Mapping Out Your Life of Great Health

When it comes to health and wellness, the best way to reach your goals is to be specific about how you plan to accomplish them, and how you will measure your success. Setting the goal of “being healthier” is too vague – you need to break it down into steps and smaller goals to get you there!

Try something like:

  • Walk around the neighborhood before dinner three times each week
  • start meal prepping for lunch throughout the week every Sunday evening

The more specific the goals, the better!

What’s one goal you have for reaching your health goals?

We’re all guilty of binge-eating, especially when it comes to snacks and other foods that we love. The biggest tip I have for you is this…

Use smaller plates and bowls!

The more full that our bowl or plate looks, the more food we think we have in front of us! It’s a psychological trick that really works.

Next time you serve yourself a bowl of pasta or ice cream, opt for a small bowl instead of a big one. Same goes for snacks. Instead of eating potato chips or cookies out of the bag, put them in a smaller serving container and leave the original package in another room or out of sight.

What’s one food that you have trouble controlling yourself around?

Exercise isn’t a topic that many people get excited about, but I’m hoping to help
change that!

Staying active is so important for both physical and mental health, and countless studies have proven the dozens of benefits that regular exercise can offer us. But how can you become the type of person who gets excited about exercising? Start small.

Instead of parking right near the entrance of a store, park further away.

Take the stairs instead of the elevator. Make friends with people who spend their weekends hiking, walking, or playing team sports.
The more you start moving, the more likely you’ll be to keep moving, and soon you’ll become a more active person overall!

What’s one of your favorite ways to stay active?

The easiest way to rack up unnecessary calories AND waste money is to skip out on meal prep. Make it a habit to start prepping the food you eat for the week ahead of time – it will help you…

  • portion your food
  • plan out meals that include healthy foods
  • save money

There are dozens of blogs and websites dedicated to meal prepping, so a quick search on the Internet will give you hundreds of ideas for budgets of all sizes!

Have you meal prepped before?

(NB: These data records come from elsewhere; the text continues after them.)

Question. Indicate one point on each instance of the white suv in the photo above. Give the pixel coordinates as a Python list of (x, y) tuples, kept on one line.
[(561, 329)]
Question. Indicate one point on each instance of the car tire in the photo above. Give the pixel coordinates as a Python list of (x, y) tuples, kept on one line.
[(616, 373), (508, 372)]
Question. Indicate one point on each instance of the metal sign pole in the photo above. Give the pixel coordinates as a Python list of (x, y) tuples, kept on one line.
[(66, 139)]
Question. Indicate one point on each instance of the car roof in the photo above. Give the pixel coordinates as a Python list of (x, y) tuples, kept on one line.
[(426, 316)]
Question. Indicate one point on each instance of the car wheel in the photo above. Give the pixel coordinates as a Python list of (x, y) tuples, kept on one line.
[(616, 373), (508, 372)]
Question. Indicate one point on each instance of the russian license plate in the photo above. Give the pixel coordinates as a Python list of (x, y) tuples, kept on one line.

If so, what’s your favorite meal prep menu?

Eating out can quickly turn into an easy way to overindulge and break away from the healthy diet you’ve been trying to maintain. The most important thing to keep in mind is to BALANCE what you’re eating.

Instead of not allowing yourself to eat french fries, share a side order with someone else at your table, or ask for a child-sized portion.

Choose restaurants that won’t tempt you to eat foods that you know you shouldn’t eat. If you’re trying to eat more vegetables, don’t go to a sports bar! If you’re going out with friends, take a look at the menu ahead of time. If necessary, request that you go to another restaurant! If that’s not possible, make a plan to eat something ahead of time, then partake in a small portion of something instead of ordering a giant plate of it!

Sugar is sneaky and shows up in lots of food that we wouldn’t expect. Salad dressing, pressed juice, granola bars, and ketchup are just a few foods that are packed with the stuff. You already know that soda and candy have sugar, but do you know how much that sugar fills up your daily allotment?

According to the American Health Association, the maximum amount of added sugars you should eat in a day are:

  • 37.5 grams (9 teaspoons) for men
  • 25 grams or 6 teaspoons for women

How much sugar is in something seemingly innocent, like a glass of orange juice? 21 grams! In 8 ounces!

Do you have any idea how much sugar you have in a day?